In one case, a medical assistant was able to learn everything he needed to know about billing from the PM product training alone. That’s because the physician specializes in podiatry, so the practice uses a limited set of billing codes. With a relatively light patient workload, this Medical Assistant has more than enough time to handle billing functions during normal office hours.
At another practice, when a gynecologist questioned her staff, she learned that her receptionist was eager to start doing something else, preferably from home so she could care for young children. The receptionist became certified in medical coding at a local community college on her own time, and now uses the PM system remotely and visits the office once a week every few weeks.
In a third practice we know, the pediatrician himself shares the work of billing with two of his part-time staffers, who welcomed the extra hours of pay. One staffer had knowledge of billing from a past job, while another was eager to learn. They all handle billing together as a team, so there’s no burden on any single person.
What allows these “novices” to take on billing is PM software that can make the staff more productive through electronic automation of repetitive tasks, such as submission of claims. Also, having EHR and billing systems seamlessly integrated means that clinical documentation translates directly into billing data, eliminating the curse of having to enter information into two systems.

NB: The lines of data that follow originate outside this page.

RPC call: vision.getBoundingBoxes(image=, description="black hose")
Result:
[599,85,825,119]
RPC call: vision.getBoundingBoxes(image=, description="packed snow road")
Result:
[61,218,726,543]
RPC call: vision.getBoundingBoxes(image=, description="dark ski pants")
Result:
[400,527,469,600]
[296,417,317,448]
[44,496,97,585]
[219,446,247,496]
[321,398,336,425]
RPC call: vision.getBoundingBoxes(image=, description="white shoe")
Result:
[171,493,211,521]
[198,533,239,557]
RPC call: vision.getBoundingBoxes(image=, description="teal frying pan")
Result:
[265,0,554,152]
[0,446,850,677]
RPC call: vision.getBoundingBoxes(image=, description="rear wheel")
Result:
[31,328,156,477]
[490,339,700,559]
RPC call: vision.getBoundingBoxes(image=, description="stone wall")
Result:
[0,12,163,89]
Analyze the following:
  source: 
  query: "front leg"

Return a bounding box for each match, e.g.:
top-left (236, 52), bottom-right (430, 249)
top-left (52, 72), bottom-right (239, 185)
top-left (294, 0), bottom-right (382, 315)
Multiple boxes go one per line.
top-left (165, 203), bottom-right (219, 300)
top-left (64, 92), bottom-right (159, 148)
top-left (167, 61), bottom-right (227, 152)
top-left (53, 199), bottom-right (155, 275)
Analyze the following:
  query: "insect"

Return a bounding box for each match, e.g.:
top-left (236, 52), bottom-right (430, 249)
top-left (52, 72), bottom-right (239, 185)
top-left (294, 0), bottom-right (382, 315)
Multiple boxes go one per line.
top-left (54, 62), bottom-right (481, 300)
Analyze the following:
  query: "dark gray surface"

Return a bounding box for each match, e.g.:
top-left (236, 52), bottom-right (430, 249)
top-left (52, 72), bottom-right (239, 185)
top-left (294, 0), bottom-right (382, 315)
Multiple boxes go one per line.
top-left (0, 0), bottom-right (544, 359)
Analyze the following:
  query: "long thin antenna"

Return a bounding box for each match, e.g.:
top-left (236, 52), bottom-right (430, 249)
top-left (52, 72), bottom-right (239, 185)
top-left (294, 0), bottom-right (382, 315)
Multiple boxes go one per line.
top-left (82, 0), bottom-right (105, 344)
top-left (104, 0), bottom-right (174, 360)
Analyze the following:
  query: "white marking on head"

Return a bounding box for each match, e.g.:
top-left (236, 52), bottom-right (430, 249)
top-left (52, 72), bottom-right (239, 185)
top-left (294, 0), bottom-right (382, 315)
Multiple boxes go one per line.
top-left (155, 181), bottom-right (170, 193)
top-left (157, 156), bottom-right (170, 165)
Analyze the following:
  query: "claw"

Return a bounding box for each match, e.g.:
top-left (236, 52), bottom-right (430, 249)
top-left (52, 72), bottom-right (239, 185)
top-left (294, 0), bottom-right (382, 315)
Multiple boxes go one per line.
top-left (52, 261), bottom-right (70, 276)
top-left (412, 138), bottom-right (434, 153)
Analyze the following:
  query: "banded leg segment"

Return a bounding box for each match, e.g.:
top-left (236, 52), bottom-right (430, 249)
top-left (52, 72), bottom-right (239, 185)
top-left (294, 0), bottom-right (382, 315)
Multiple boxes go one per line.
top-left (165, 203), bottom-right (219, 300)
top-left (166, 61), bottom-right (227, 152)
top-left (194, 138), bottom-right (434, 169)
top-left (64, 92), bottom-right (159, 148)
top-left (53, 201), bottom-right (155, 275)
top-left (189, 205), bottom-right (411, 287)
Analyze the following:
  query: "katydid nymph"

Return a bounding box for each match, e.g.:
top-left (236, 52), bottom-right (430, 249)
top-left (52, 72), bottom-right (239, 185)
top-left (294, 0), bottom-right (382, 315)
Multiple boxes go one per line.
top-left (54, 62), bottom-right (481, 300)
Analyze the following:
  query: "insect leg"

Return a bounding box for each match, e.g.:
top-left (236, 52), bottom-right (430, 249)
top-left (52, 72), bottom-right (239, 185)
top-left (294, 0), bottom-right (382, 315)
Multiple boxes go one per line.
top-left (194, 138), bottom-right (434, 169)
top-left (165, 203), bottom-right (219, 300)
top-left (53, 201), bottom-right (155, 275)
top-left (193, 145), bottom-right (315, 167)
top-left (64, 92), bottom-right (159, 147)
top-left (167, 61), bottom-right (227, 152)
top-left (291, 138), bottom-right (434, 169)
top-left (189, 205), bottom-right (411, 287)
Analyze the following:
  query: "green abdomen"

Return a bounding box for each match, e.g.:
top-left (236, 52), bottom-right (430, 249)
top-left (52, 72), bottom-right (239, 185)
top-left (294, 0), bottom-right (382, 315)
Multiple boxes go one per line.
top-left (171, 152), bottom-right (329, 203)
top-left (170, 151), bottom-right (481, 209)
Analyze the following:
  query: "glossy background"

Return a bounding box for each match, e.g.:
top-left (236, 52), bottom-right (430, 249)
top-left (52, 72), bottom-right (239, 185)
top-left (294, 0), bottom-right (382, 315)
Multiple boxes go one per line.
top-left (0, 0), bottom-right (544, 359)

Every small independent practice that uses an outside biller should ask the following questions: Do we use a relatively small number of ICD-10 billing codes over and over? Are any of our staffers looking for new career opportunities? Do any of our part-time employees want more hours and would they welcome billing work?
If the answer to any of these questions is “yes,” then billing in-house is a definite possibility. As we’ve seen, practically anyone can do billing with a little training. This includes practice managers, receptionists, medical assistants, and even physicians themselves. The truth is that virtually any small practice with a flexible staff can do its own billing with a PM system.